I just recently finished Mad Women: The Other Side of Madison Avenue in the ’60s and Beyond. What a whirlwind of the feminist movement! Although they didn’t know it at the time, these women set the stage for all other women who wanted to work to get out there and be something. Of course, albeit, by sacrificing either your health or your family in the process.
After having read Lean-In, by Sheryl Sandberg, and comparing it to what Jane Maas had to go through, I can see that there’s been SOOOO much progress being made, in terms of HR policies, not staying at home mommy-guilt, and just general advancement of women as leaders. Thank goodness!

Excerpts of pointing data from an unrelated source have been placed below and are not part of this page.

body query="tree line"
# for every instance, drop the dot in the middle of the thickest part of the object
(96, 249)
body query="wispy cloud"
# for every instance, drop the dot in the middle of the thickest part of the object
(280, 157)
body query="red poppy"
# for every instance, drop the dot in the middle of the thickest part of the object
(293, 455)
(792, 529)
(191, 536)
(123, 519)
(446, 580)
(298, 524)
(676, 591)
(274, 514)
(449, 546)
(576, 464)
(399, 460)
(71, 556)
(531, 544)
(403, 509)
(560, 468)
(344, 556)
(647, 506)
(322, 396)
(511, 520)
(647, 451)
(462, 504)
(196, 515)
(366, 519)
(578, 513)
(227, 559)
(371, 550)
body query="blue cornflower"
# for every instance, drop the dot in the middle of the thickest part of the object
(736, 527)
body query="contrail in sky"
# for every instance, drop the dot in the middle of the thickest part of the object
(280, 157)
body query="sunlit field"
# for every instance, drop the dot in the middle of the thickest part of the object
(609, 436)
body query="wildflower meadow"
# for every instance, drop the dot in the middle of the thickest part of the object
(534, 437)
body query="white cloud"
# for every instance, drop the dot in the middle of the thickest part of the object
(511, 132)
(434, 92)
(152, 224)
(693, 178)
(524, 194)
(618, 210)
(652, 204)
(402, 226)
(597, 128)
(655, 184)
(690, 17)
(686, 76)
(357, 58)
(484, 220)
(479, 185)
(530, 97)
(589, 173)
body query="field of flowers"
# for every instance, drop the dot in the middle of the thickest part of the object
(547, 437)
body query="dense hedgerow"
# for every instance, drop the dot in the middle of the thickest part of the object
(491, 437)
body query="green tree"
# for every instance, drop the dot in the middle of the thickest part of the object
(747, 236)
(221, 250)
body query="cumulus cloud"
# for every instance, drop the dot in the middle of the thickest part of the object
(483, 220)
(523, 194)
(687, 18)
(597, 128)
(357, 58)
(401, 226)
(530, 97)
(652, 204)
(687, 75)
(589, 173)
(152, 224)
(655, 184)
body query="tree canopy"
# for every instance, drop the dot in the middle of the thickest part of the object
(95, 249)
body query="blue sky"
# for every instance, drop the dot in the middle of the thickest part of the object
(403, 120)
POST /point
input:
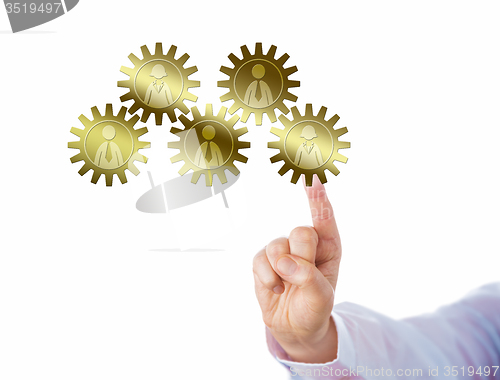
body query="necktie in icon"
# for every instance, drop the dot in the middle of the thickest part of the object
(258, 91)
(208, 154)
(109, 154)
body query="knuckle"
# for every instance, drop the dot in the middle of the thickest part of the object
(304, 234)
(278, 247)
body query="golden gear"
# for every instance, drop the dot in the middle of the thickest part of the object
(150, 91)
(109, 144)
(299, 149)
(258, 83)
(209, 135)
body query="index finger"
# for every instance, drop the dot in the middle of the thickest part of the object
(322, 217)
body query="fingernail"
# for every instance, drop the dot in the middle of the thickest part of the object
(278, 289)
(286, 266)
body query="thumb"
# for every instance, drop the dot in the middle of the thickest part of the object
(306, 276)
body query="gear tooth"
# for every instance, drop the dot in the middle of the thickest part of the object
(272, 52)
(133, 120)
(272, 116)
(158, 118)
(322, 176)
(276, 131)
(295, 113)
(141, 131)
(191, 70)
(244, 116)
(196, 113)
(333, 168)
(226, 70)
(77, 157)
(195, 177)
(191, 97)
(95, 176)
(341, 158)
(109, 110)
(128, 96)
(341, 131)
(145, 115)
(296, 176)
(290, 70)
(123, 83)
(76, 131)
(134, 109)
(143, 145)
(133, 169)
(158, 49)
(184, 120)
(285, 168)
(224, 83)
(322, 113)
(283, 59)
(109, 179)
(182, 60)
(245, 51)
(240, 131)
(84, 169)
(136, 61)
(309, 111)
(208, 178)
(171, 51)
(258, 118)
(185, 168)
(209, 110)
(175, 130)
(284, 109)
(122, 177)
(241, 158)
(121, 114)
(171, 114)
(333, 121)
(145, 52)
(222, 176)
(258, 49)
(233, 169)
(234, 59)
(276, 158)
(193, 83)
(283, 119)
(126, 70)
(226, 97)
(178, 157)
(95, 113)
(182, 107)
(343, 145)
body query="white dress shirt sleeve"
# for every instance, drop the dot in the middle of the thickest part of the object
(458, 341)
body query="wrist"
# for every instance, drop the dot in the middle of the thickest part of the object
(318, 347)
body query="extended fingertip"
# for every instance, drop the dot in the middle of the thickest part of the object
(279, 289)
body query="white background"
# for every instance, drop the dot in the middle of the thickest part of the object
(90, 288)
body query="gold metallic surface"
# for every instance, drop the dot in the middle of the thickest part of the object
(158, 83)
(258, 83)
(309, 144)
(109, 144)
(209, 144)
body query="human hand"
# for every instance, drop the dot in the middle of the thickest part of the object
(295, 281)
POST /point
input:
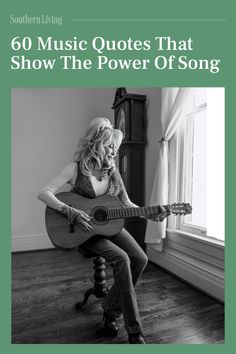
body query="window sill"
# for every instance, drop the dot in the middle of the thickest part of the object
(202, 239)
(195, 259)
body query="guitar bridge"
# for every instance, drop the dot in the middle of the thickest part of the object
(71, 227)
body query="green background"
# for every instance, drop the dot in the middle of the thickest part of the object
(211, 26)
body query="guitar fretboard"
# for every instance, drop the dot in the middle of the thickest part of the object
(122, 213)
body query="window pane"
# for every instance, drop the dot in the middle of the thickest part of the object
(196, 169)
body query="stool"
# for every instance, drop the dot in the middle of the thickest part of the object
(100, 288)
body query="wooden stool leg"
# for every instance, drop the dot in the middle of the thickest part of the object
(100, 288)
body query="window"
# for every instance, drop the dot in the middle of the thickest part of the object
(197, 164)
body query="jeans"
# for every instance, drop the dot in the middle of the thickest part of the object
(128, 261)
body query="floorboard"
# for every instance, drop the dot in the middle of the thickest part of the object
(47, 284)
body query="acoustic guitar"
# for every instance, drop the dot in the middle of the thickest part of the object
(107, 218)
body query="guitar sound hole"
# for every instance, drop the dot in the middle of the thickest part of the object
(100, 215)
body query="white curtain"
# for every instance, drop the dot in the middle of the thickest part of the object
(174, 102)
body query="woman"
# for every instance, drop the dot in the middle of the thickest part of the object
(91, 174)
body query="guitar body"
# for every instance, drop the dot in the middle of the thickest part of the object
(64, 236)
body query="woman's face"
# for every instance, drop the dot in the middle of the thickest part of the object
(110, 154)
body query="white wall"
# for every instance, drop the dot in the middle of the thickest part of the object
(46, 126)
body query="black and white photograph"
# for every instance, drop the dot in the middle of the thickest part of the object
(118, 215)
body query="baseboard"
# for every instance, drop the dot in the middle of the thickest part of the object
(198, 274)
(30, 243)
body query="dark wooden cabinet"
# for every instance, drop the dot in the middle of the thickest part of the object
(129, 111)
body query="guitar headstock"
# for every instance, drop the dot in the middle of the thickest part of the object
(181, 208)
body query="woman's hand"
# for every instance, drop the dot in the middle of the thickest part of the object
(77, 216)
(161, 215)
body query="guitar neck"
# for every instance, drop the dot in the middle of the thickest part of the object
(123, 213)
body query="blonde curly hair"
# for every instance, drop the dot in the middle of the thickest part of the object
(90, 152)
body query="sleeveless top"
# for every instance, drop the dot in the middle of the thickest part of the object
(83, 185)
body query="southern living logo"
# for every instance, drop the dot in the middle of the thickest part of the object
(104, 49)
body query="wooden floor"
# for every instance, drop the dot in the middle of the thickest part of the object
(46, 284)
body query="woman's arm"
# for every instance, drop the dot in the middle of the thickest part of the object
(47, 193)
(47, 196)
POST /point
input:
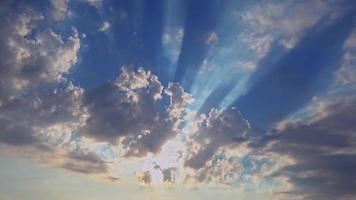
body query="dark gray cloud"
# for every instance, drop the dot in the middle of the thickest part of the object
(129, 111)
(218, 130)
(323, 151)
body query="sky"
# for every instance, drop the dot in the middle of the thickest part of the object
(177, 100)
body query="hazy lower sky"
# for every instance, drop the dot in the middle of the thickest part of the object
(177, 100)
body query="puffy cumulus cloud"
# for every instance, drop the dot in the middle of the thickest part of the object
(24, 118)
(105, 26)
(129, 111)
(39, 108)
(322, 150)
(60, 9)
(217, 130)
(27, 61)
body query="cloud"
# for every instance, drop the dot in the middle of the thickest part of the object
(105, 26)
(60, 9)
(127, 111)
(215, 131)
(323, 151)
(95, 3)
(26, 62)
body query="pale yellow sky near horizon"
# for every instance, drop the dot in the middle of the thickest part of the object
(24, 179)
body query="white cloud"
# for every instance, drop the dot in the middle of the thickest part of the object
(60, 9)
(105, 26)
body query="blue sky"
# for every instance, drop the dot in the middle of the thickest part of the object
(177, 99)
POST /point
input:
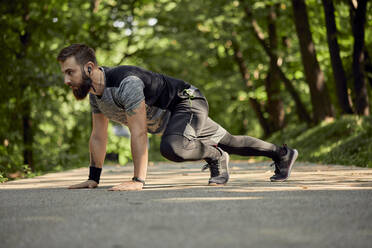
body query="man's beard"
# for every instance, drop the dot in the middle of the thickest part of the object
(83, 89)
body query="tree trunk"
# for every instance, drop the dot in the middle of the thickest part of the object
(368, 66)
(360, 84)
(334, 50)
(302, 113)
(320, 100)
(245, 76)
(28, 137)
(272, 82)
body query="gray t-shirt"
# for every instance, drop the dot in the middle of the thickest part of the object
(115, 101)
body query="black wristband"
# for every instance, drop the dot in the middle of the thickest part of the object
(94, 173)
(137, 179)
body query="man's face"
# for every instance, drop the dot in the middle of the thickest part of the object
(75, 78)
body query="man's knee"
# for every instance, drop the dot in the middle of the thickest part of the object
(170, 147)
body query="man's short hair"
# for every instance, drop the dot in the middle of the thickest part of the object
(82, 53)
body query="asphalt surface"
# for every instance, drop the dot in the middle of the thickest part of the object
(319, 206)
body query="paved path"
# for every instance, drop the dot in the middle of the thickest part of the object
(320, 206)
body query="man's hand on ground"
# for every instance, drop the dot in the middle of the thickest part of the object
(89, 184)
(128, 186)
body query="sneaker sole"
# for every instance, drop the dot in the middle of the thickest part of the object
(228, 173)
(295, 155)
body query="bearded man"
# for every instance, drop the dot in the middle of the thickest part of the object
(146, 101)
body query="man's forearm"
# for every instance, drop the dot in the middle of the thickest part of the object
(97, 148)
(139, 154)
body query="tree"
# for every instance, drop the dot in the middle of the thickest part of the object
(360, 84)
(334, 50)
(320, 100)
(300, 107)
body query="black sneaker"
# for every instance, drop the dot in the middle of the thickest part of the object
(284, 165)
(219, 170)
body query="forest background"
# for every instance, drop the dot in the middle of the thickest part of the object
(288, 71)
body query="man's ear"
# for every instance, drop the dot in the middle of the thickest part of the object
(88, 68)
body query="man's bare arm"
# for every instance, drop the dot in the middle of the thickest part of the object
(97, 148)
(137, 124)
(98, 140)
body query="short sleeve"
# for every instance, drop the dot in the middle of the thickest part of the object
(93, 104)
(130, 93)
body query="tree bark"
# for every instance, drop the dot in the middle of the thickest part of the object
(360, 84)
(272, 82)
(320, 100)
(302, 113)
(238, 56)
(334, 50)
(28, 137)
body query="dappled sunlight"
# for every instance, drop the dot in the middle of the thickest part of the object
(203, 199)
(244, 178)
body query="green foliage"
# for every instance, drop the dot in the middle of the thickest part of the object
(345, 141)
(188, 39)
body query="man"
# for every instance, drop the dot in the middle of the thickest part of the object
(150, 102)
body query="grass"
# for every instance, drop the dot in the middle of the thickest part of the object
(344, 141)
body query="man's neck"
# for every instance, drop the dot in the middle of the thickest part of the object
(98, 82)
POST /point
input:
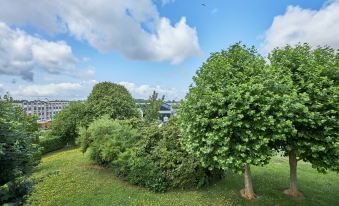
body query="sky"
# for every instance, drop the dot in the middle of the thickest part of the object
(60, 49)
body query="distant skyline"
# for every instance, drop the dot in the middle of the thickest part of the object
(60, 49)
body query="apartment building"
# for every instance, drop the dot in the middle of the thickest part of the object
(45, 110)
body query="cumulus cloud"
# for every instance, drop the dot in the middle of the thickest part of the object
(20, 53)
(144, 91)
(132, 28)
(80, 90)
(164, 2)
(64, 90)
(317, 27)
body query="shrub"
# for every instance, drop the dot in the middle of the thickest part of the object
(110, 99)
(107, 139)
(18, 154)
(51, 144)
(144, 154)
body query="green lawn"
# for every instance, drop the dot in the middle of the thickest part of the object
(69, 178)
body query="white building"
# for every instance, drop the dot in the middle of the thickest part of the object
(45, 110)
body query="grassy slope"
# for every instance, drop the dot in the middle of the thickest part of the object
(69, 178)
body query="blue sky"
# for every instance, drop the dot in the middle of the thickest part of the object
(60, 50)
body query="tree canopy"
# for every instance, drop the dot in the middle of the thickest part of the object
(230, 112)
(66, 122)
(18, 154)
(313, 75)
(151, 111)
(111, 99)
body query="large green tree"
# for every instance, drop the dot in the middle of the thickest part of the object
(110, 99)
(314, 77)
(151, 111)
(18, 154)
(230, 112)
(66, 122)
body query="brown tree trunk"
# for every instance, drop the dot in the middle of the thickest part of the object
(293, 190)
(247, 192)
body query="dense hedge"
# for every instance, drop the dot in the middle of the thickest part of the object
(18, 154)
(51, 144)
(144, 154)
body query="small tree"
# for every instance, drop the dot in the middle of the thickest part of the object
(314, 76)
(110, 99)
(66, 122)
(18, 154)
(229, 114)
(151, 112)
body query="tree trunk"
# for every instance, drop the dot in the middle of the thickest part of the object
(293, 190)
(247, 192)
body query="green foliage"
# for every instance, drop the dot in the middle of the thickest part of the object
(231, 111)
(143, 154)
(51, 143)
(18, 154)
(66, 122)
(314, 75)
(110, 99)
(151, 111)
(68, 177)
(106, 138)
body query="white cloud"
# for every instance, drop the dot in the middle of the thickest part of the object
(21, 53)
(80, 90)
(317, 27)
(164, 2)
(214, 11)
(132, 28)
(144, 91)
(1, 88)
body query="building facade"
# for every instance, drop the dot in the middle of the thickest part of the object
(45, 110)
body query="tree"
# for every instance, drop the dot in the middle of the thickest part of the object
(151, 112)
(110, 99)
(230, 112)
(18, 154)
(314, 75)
(66, 122)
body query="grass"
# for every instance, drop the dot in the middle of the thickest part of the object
(68, 177)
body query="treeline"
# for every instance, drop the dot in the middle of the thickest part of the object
(242, 109)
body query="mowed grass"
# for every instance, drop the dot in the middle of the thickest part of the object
(69, 178)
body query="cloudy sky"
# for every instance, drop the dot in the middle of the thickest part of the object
(60, 49)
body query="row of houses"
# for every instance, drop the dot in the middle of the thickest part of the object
(45, 110)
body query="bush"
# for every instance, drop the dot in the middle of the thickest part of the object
(107, 139)
(65, 124)
(144, 154)
(51, 144)
(18, 154)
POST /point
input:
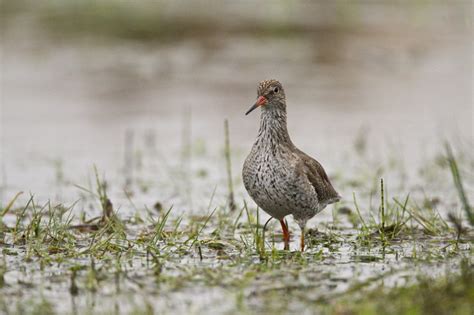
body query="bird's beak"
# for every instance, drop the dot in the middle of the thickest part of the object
(260, 101)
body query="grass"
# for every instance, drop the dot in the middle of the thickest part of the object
(450, 294)
(52, 256)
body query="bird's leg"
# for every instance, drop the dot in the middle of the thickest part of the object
(302, 240)
(286, 234)
(302, 227)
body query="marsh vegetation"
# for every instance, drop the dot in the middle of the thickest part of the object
(120, 186)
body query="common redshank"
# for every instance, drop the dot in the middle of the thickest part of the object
(280, 178)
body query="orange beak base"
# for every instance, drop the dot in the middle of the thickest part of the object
(260, 101)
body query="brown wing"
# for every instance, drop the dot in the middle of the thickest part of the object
(319, 179)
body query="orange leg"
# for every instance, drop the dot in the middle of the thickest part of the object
(302, 241)
(286, 234)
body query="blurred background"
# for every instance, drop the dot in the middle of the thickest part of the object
(142, 88)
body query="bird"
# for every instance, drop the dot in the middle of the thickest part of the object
(280, 178)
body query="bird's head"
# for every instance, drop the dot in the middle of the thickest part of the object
(270, 96)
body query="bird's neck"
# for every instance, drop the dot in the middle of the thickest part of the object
(273, 128)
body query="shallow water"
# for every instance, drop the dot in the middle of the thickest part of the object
(376, 101)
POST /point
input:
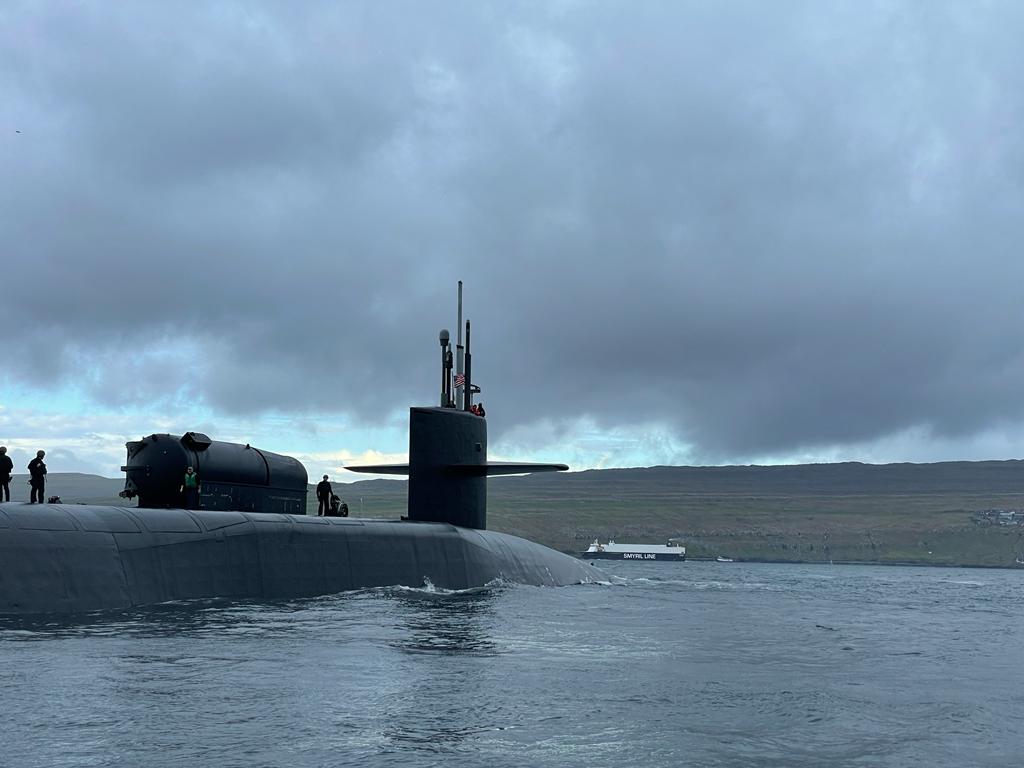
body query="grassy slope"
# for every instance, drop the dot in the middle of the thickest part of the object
(890, 513)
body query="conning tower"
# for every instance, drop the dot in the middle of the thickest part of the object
(448, 449)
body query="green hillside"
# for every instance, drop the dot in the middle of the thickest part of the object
(918, 513)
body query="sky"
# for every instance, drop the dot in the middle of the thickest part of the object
(689, 232)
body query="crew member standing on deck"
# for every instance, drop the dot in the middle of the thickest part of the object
(189, 487)
(37, 477)
(6, 467)
(324, 497)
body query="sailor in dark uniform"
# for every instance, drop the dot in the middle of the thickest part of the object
(37, 477)
(324, 497)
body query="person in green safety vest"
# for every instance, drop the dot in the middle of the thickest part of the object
(189, 487)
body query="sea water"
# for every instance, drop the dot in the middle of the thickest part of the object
(666, 665)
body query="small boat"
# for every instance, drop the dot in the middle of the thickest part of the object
(612, 551)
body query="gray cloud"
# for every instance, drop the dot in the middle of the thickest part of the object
(767, 228)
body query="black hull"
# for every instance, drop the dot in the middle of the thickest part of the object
(642, 556)
(77, 558)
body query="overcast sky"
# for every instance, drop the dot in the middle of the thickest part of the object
(690, 232)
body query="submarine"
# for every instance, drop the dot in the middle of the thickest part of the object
(250, 538)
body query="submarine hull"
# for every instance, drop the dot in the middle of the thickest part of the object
(78, 558)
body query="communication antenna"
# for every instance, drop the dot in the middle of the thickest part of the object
(460, 358)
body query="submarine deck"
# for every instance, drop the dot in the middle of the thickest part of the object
(80, 558)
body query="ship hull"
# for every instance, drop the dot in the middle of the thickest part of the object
(633, 556)
(79, 558)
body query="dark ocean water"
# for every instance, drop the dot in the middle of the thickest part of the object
(673, 664)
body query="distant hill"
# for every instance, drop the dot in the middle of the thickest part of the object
(851, 478)
(915, 513)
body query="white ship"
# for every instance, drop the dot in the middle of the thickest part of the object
(612, 551)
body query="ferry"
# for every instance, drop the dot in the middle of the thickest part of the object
(612, 551)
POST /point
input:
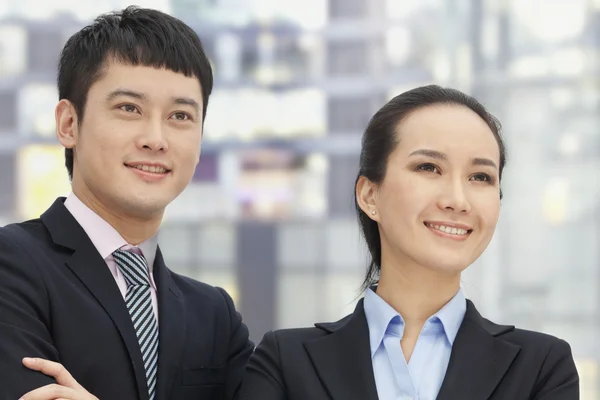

It was a really fun ride to read. Learning about how Jane got into the business (how most women got into the business, actually) how they started to climb the corporate ladder, how they started realizing that “having it all” didn’t actually exist because it was the women allowing the men to get there, but the men had know clue as to how to help the women (well, except for Jane’s husband, he was awesome). The stories she has about the drinking, the smoking, the sexing, and the relationships she had with mentors and colleagues really brought the era to life for me. I really liked how she interviewed people in the ’90s about their experiences and how they were very open about sharing their stories. Jane was really at the right place at the right time and it’s great that she was able to take advantage of it.
I actually got to meet Jane a few years ago, which is how I got my hands on the book. She was the guest speaker at our local American Advertising Federation Chapter. She walked through a couple of the stories in the book and was an all around great speaker. Before the event she was wandering around the networking area chatting everyone up. In my book I had her sign, she wrote to me “For Patti, My fellow Mad Woman, and fellow believer that outdoor is the most demanding medium of all… and the most rewarding. Best to you, Jane.”
Cutest retired copywriter ever, don’t you agree?